Very Long Baseline Array astrometry of low-mass young stellar objects

TL;DR

This paper demonstrates that Very Long Baseline Array astrometry can measure distances and motions of young stellar objects with unprecedented precision, significantly improving our understanding of nearby star-forming regions.

Contribution

It introduces a high-precision astrometric method using VLBA for young stars, enabling accurate distance and motion measurements within star-forming regions.

Findings

Achieved better than 50 micro-arcsecond accuracy in astrometry.

Measured distances to stars in Taurus and Ophiuchus with over tenfold improvement.

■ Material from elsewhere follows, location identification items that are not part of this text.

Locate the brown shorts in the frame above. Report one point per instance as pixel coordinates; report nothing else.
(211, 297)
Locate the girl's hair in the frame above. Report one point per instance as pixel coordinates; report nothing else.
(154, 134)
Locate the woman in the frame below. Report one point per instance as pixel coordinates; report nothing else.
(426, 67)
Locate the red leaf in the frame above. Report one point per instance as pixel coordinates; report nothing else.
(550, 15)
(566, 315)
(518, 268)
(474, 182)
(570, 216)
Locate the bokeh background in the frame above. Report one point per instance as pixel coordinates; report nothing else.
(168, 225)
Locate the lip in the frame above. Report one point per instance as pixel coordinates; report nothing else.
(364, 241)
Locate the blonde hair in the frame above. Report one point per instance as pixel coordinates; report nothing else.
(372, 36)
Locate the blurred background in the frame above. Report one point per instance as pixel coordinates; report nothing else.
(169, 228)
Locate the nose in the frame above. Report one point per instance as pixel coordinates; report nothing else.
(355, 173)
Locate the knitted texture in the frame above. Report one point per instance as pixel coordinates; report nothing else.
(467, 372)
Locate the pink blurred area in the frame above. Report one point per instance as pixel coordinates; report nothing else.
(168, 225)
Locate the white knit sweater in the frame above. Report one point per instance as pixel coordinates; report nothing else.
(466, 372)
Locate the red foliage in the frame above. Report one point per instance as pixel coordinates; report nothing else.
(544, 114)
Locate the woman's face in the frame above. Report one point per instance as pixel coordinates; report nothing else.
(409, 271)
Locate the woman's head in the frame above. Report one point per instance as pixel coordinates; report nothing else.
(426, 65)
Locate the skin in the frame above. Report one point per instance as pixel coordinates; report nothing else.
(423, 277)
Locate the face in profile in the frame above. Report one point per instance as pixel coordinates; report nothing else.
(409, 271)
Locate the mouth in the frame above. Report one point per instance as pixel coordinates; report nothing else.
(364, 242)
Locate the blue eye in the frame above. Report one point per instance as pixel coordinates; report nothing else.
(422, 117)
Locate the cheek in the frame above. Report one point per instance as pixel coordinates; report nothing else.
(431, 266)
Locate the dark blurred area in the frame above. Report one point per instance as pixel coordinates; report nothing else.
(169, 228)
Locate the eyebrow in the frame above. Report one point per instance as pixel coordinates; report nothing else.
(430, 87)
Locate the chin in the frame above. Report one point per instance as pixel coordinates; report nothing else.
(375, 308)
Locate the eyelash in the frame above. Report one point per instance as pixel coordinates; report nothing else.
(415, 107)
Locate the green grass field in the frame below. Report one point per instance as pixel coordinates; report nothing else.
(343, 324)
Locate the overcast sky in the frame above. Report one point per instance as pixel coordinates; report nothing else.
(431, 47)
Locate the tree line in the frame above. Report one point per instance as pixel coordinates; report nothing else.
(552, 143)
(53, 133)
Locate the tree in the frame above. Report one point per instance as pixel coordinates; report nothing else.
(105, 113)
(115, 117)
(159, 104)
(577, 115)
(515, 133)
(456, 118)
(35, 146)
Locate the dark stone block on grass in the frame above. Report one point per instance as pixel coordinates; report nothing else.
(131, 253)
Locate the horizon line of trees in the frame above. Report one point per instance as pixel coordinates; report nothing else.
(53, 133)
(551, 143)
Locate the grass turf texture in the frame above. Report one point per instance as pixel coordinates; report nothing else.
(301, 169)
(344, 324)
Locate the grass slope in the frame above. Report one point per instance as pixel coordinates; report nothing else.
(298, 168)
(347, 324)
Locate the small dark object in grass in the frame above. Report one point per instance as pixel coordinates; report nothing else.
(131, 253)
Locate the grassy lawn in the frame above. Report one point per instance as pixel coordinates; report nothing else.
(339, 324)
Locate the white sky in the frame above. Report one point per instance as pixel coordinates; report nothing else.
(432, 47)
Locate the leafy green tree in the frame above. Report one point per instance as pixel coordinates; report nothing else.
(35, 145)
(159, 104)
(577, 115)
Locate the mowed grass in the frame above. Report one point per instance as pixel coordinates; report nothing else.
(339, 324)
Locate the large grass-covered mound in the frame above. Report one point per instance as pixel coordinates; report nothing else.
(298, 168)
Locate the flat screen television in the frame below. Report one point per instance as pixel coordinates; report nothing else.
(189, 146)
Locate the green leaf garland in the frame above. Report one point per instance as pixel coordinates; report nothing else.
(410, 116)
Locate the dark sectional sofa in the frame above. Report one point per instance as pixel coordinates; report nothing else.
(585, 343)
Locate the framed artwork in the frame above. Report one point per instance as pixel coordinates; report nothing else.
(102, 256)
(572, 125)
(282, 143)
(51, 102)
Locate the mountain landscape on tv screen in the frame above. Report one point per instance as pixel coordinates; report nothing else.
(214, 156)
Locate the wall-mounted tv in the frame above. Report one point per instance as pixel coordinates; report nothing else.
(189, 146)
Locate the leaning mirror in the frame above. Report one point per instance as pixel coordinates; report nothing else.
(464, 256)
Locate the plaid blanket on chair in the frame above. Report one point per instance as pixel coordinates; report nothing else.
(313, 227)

Provided new insights into the orbital dynamics of the T Tauri system.

Abstract

Multi-epoch radio-interferometric observations of young stellar objects can be used to measure their displacement over the celestial sphere with a level of precision that currently cannot be attained at any other wavelength. In particular, the accuracy achieved using carefully calibrated, phase-referenced observations with the Very Long Baseline Array is better than 50 micro-arcseconds. This is sufficient to measure the trigonometric parallax and the proper motion of any radio-emitting young star within several hundred parsecs of the Sun with an accuracy better than a few percents. Taking advantage of this situation, we have initiated a large project aimed mainly at measuring the distance to the nearest regions of star-formation (Taurus, Ophiuchus, Perseus, etc.). Here, we will present the results for several stars in Taurus and Ophiuchus, and show that the accuracy obtained is already more than one order of magnitude better than that of previous estimates. The proper motion obtained from the data can also provide important information, particularly in multiple stellar systems. To illustrate this point, we will present the case of the famous system T Tauri, where the VLBA data provide crucial information for the characterization of the orbital path.